4 hours ago, matt77hias said:

What would be the benefits of the CS? Is it just skipping the pipeline until PS (VS and RS, specifically)?

The upside is that you skip the IA->VS->RS->PS->OM pipeline with all the state setup involved and instead you have a simple CS pipeline. In the compute shader, it is you who assingns the workload, so there should be no confusion as to how the threads are dispatched. CS pipeline can sometimes be run in parallel with the graphics pipeline in newer APIs (I've no experience with that yet).

The downside is that if you are running CS on the graphics pipe, you have to switch execution from the rasterizing pipeline to compute which involves flushing the graphics buffer, then executing your compute, waiting for it to finish and resuming your graphics processing after that

The other advantage is that the CS allows for implementation of different styles of algorithms that aren't possible in a PS.

The CS has access to (up to) 32KiB of local storage within a workgroup, which allows different threads/pixels to share data with each other.

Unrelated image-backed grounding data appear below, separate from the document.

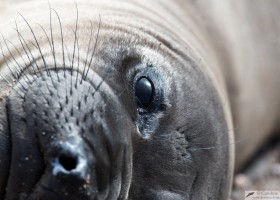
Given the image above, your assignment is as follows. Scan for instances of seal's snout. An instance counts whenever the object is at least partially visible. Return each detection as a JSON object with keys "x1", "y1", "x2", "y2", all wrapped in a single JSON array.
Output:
[{"x1": 4, "y1": 69, "x2": 133, "y2": 199}]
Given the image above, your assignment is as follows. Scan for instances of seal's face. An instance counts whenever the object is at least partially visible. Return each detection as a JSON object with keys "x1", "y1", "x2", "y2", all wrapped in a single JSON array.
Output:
[{"x1": 0, "y1": 1, "x2": 231, "y2": 199}]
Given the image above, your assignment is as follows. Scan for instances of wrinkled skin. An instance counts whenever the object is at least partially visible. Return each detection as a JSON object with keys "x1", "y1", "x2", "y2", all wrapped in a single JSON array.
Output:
[{"x1": 0, "y1": 0, "x2": 280, "y2": 199}]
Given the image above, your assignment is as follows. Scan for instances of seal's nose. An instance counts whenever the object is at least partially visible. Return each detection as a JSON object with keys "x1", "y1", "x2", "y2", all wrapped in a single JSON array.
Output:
[
  {"x1": 50, "y1": 140, "x2": 90, "y2": 182},
  {"x1": 34, "y1": 138, "x2": 98, "y2": 200},
  {"x1": 56, "y1": 153, "x2": 78, "y2": 172}
]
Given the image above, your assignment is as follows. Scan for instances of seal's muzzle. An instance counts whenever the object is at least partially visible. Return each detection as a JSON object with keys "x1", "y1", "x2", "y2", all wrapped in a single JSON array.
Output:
[{"x1": 4, "y1": 69, "x2": 132, "y2": 200}]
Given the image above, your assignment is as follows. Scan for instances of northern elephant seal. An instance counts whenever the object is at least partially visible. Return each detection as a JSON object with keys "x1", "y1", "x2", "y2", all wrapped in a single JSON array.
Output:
[{"x1": 0, "y1": 0, "x2": 280, "y2": 199}]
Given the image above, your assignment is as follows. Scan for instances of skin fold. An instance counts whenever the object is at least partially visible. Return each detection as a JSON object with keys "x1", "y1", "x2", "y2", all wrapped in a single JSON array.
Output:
[{"x1": 0, "y1": 0, "x2": 279, "y2": 199}]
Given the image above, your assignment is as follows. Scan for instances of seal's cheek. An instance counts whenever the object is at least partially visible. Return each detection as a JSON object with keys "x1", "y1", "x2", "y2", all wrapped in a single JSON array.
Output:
[
  {"x1": 167, "y1": 67, "x2": 230, "y2": 199},
  {"x1": 128, "y1": 58, "x2": 231, "y2": 199}
]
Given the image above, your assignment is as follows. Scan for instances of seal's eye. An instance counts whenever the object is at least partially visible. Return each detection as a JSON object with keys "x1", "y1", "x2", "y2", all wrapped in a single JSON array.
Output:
[{"x1": 135, "y1": 77, "x2": 154, "y2": 108}]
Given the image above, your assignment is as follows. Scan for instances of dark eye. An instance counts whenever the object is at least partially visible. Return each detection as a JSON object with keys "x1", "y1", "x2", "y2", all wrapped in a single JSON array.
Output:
[{"x1": 135, "y1": 77, "x2": 154, "y2": 108}]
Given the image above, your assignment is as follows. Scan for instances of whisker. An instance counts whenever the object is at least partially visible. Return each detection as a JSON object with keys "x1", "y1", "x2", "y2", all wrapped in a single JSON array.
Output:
[
  {"x1": 84, "y1": 14, "x2": 101, "y2": 80},
  {"x1": 1, "y1": 36, "x2": 22, "y2": 72},
  {"x1": 52, "y1": 9, "x2": 66, "y2": 77},
  {"x1": 190, "y1": 135, "x2": 247, "y2": 151},
  {"x1": 14, "y1": 23, "x2": 56, "y2": 98},
  {"x1": 71, "y1": 2, "x2": 79, "y2": 74},
  {"x1": 74, "y1": 30, "x2": 80, "y2": 88},
  {"x1": 81, "y1": 20, "x2": 94, "y2": 83},
  {"x1": 13, "y1": 22, "x2": 40, "y2": 78},
  {"x1": 0, "y1": 40, "x2": 28, "y2": 93},
  {"x1": 0, "y1": 44, "x2": 29, "y2": 94},
  {"x1": 1, "y1": 35, "x2": 32, "y2": 84},
  {"x1": 0, "y1": 41, "x2": 19, "y2": 79},
  {"x1": 19, "y1": 13, "x2": 50, "y2": 76},
  {"x1": 48, "y1": 4, "x2": 58, "y2": 75},
  {"x1": 68, "y1": 2, "x2": 79, "y2": 103},
  {"x1": 36, "y1": 23, "x2": 61, "y2": 97},
  {"x1": 85, "y1": 70, "x2": 110, "y2": 115},
  {"x1": 37, "y1": 24, "x2": 55, "y2": 70},
  {"x1": 5, "y1": 39, "x2": 38, "y2": 79},
  {"x1": 14, "y1": 20, "x2": 43, "y2": 78},
  {"x1": 28, "y1": 40, "x2": 58, "y2": 91},
  {"x1": 63, "y1": 43, "x2": 73, "y2": 69},
  {"x1": 91, "y1": 75, "x2": 105, "y2": 98}
]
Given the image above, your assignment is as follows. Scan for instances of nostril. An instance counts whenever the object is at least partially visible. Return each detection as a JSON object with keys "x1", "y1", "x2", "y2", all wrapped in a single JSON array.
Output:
[{"x1": 58, "y1": 154, "x2": 78, "y2": 171}]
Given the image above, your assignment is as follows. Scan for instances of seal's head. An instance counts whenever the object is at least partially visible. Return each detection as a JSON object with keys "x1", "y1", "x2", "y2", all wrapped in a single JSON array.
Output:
[{"x1": 0, "y1": 1, "x2": 232, "y2": 199}]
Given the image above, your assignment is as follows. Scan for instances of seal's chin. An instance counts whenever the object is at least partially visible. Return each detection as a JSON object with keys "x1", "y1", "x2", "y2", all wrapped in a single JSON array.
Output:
[{"x1": 0, "y1": 69, "x2": 133, "y2": 200}]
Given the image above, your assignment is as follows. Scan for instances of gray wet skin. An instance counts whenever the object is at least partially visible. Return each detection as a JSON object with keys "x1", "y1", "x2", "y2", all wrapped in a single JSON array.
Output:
[{"x1": 0, "y1": 1, "x2": 232, "y2": 199}]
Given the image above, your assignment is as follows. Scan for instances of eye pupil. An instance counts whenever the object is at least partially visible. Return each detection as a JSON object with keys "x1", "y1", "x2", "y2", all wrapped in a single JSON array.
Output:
[{"x1": 135, "y1": 77, "x2": 154, "y2": 108}]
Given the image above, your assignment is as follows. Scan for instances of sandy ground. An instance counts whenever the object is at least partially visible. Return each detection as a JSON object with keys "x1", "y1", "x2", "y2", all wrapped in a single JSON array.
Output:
[{"x1": 231, "y1": 139, "x2": 280, "y2": 200}]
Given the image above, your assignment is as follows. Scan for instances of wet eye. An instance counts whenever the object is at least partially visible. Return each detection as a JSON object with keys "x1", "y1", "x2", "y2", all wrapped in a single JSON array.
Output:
[{"x1": 135, "y1": 77, "x2": 154, "y2": 108}]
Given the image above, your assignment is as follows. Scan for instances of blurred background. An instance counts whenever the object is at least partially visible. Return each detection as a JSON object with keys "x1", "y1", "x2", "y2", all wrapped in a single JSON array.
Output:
[{"x1": 231, "y1": 135, "x2": 280, "y2": 199}]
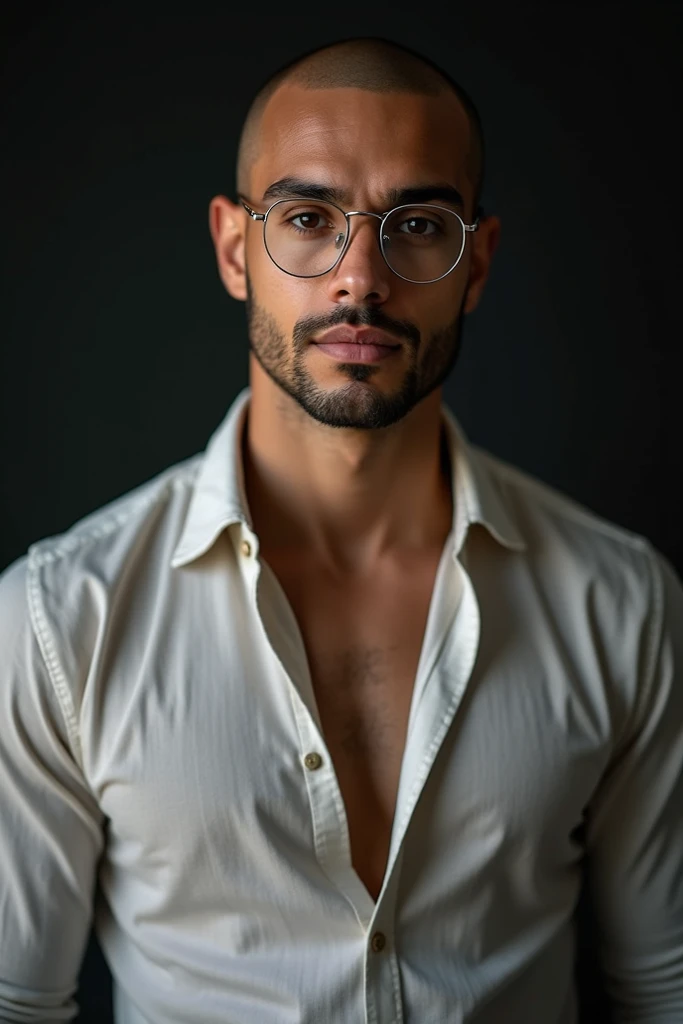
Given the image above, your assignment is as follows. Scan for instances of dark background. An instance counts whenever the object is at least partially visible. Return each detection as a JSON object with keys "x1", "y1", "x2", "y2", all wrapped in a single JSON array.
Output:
[{"x1": 1, "y1": 3, "x2": 681, "y2": 1021}]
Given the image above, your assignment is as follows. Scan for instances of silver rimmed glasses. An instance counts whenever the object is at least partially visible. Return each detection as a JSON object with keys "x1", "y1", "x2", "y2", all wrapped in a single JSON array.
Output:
[{"x1": 240, "y1": 197, "x2": 480, "y2": 284}]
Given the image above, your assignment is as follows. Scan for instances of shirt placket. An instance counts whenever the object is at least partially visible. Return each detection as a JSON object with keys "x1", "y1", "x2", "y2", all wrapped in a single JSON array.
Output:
[
  {"x1": 243, "y1": 529, "x2": 482, "y2": 1024},
  {"x1": 362, "y1": 558, "x2": 481, "y2": 1024},
  {"x1": 245, "y1": 532, "x2": 376, "y2": 925}
]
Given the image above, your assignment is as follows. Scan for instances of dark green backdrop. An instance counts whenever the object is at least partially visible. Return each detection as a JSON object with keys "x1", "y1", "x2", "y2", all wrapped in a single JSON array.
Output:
[{"x1": 1, "y1": 4, "x2": 681, "y2": 1021}]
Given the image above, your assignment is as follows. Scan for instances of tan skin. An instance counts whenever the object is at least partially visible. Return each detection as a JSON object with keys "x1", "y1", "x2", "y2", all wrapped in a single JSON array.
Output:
[{"x1": 209, "y1": 83, "x2": 500, "y2": 900}]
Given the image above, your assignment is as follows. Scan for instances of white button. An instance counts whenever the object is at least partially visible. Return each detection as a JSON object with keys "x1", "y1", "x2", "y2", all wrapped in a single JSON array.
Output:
[
  {"x1": 303, "y1": 752, "x2": 323, "y2": 771},
  {"x1": 240, "y1": 539, "x2": 252, "y2": 557}
]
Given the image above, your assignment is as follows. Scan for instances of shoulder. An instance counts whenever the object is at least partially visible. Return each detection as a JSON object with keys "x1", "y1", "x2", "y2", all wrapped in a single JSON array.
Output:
[
  {"x1": 24, "y1": 456, "x2": 201, "y2": 576},
  {"x1": 0, "y1": 455, "x2": 204, "y2": 754},
  {"x1": 468, "y1": 443, "x2": 682, "y2": 694},
  {"x1": 473, "y1": 442, "x2": 663, "y2": 596},
  {"x1": 471, "y1": 445, "x2": 683, "y2": 740},
  {"x1": 15, "y1": 452, "x2": 205, "y2": 635}
]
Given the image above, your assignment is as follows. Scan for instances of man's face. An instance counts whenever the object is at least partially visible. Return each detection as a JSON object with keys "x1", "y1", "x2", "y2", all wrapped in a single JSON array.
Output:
[{"x1": 227, "y1": 84, "x2": 493, "y2": 431}]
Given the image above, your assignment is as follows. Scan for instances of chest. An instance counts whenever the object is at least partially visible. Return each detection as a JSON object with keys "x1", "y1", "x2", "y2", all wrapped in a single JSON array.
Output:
[
  {"x1": 266, "y1": 552, "x2": 440, "y2": 738},
  {"x1": 90, "y1": 544, "x2": 610, "y2": 917},
  {"x1": 262, "y1": 550, "x2": 443, "y2": 898}
]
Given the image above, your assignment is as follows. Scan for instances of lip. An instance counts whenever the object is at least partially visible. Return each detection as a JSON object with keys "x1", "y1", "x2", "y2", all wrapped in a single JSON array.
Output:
[
  {"x1": 314, "y1": 342, "x2": 400, "y2": 363},
  {"x1": 312, "y1": 326, "x2": 402, "y2": 364},
  {"x1": 313, "y1": 326, "x2": 401, "y2": 349}
]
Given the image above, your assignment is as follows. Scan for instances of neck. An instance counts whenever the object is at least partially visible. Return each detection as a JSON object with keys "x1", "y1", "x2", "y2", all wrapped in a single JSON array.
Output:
[{"x1": 241, "y1": 384, "x2": 454, "y2": 576}]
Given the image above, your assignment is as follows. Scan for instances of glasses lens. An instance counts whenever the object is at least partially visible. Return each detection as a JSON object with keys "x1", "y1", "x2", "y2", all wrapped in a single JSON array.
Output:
[
  {"x1": 381, "y1": 206, "x2": 465, "y2": 283},
  {"x1": 264, "y1": 200, "x2": 348, "y2": 277}
]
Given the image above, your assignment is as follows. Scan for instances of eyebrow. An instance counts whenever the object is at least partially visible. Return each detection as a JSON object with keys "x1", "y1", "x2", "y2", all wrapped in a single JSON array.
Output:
[{"x1": 261, "y1": 176, "x2": 465, "y2": 211}]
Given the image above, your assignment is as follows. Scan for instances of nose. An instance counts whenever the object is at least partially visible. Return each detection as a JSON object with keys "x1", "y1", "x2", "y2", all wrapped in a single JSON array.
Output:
[{"x1": 325, "y1": 213, "x2": 392, "y2": 305}]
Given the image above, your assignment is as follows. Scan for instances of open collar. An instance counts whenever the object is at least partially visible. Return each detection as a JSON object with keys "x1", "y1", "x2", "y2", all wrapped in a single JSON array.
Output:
[{"x1": 171, "y1": 387, "x2": 526, "y2": 569}]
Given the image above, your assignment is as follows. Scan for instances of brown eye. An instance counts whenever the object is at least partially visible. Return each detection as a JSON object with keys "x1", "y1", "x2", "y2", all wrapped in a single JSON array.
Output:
[
  {"x1": 400, "y1": 217, "x2": 436, "y2": 235},
  {"x1": 291, "y1": 212, "x2": 325, "y2": 230}
]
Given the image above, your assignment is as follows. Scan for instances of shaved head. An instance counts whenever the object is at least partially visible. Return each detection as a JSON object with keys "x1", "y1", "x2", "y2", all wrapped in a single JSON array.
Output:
[
  {"x1": 210, "y1": 35, "x2": 501, "y2": 444},
  {"x1": 236, "y1": 37, "x2": 485, "y2": 216}
]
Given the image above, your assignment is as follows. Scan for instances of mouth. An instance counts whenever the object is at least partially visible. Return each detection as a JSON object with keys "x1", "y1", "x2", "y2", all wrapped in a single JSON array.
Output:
[
  {"x1": 312, "y1": 326, "x2": 402, "y2": 349},
  {"x1": 312, "y1": 343, "x2": 401, "y2": 363},
  {"x1": 311, "y1": 326, "x2": 403, "y2": 364}
]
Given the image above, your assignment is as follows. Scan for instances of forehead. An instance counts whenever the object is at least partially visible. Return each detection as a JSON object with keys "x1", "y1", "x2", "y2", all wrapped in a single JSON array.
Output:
[{"x1": 250, "y1": 83, "x2": 472, "y2": 201}]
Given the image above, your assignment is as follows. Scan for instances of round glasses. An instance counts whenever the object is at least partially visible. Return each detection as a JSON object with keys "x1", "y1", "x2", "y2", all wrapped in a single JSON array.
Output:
[{"x1": 240, "y1": 197, "x2": 480, "y2": 284}]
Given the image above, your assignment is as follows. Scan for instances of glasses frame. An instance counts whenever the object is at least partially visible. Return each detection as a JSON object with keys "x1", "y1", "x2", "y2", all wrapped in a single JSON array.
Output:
[{"x1": 239, "y1": 195, "x2": 481, "y2": 285}]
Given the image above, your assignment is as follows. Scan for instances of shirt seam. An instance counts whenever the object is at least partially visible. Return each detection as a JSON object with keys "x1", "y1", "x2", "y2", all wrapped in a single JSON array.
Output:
[
  {"x1": 29, "y1": 463, "x2": 198, "y2": 570},
  {"x1": 640, "y1": 540, "x2": 665, "y2": 718},
  {"x1": 607, "y1": 539, "x2": 664, "y2": 759},
  {"x1": 26, "y1": 549, "x2": 84, "y2": 768},
  {"x1": 22, "y1": 464, "x2": 199, "y2": 769},
  {"x1": 478, "y1": 448, "x2": 654, "y2": 554}
]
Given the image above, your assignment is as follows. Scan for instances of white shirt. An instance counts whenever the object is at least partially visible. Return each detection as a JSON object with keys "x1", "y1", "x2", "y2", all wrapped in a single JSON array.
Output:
[{"x1": 1, "y1": 385, "x2": 682, "y2": 1024}]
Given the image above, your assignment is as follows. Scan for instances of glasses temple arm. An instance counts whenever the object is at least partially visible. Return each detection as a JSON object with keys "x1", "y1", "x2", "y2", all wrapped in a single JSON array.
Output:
[{"x1": 240, "y1": 200, "x2": 265, "y2": 222}]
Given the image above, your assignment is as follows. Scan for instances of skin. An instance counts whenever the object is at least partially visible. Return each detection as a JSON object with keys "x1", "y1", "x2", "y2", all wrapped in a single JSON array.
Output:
[{"x1": 209, "y1": 82, "x2": 500, "y2": 577}]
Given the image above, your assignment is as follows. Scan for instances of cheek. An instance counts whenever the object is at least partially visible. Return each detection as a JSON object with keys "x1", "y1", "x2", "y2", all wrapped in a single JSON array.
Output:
[
  {"x1": 439, "y1": 271, "x2": 470, "y2": 316},
  {"x1": 247, "y1": 231, "x2": 294, "y2": 290},
  {"x1": 267, "y1": 272, "x2": 324, "y2": 314},
  {"x1": 245, "y1": 239, "x2": 287, "y2": 307},
  {"x1": 245, "y1": 230, "x2": 270, "y2": 276},
  {"x1": 415, "y1": 279, "x2": 466, "y2": 329},
  {"x1": 248, "y1": 264, "x2": 317, "y2": 335}
]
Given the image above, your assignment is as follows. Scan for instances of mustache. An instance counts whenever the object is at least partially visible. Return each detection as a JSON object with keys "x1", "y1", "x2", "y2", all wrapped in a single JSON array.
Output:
[{"x1": 292, "y1": 306, "x2": 421, "y2": 348}]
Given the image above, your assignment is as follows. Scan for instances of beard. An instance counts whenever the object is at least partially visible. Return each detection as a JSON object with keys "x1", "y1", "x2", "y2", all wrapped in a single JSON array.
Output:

e.g. for a 3x3 pixel blur filter in a PS, every pixel will fetch 9 texels from the source texture, blend them, and output a single result.
In a CS implementation, you might get 64 threads to read a 10x10 area of pixels into the local store (~1.5 texel reads per pixel instead of 9!), and then each thread can fetch the 9 texels that it requries from the local store (which is basically free compared to reading from memory), blend them, and output a single result each / an 8x8 area of results total.

Also, compute shaders don't hard-code the destination / result location. You can write code that works like a normal PS, where each thread outputs to a specific pixel on the screen... or you can write code where each thread writes to a random pixel, or multiple pixels, or writes to a pixel using a dynamic offset (scattered writes). 
e.g. the normal way of writing a blur is to "gather" (above, each destination pixel reads from 9 source pixels), but a "scatter" version would have every source pixel write to 9 destination pixels!

When you first start using CS instead of PS, you get very small improvements (e.g. from skipping the IA->VS->RS costs)... but afterwards, many new doors open for completely different approaches to problems.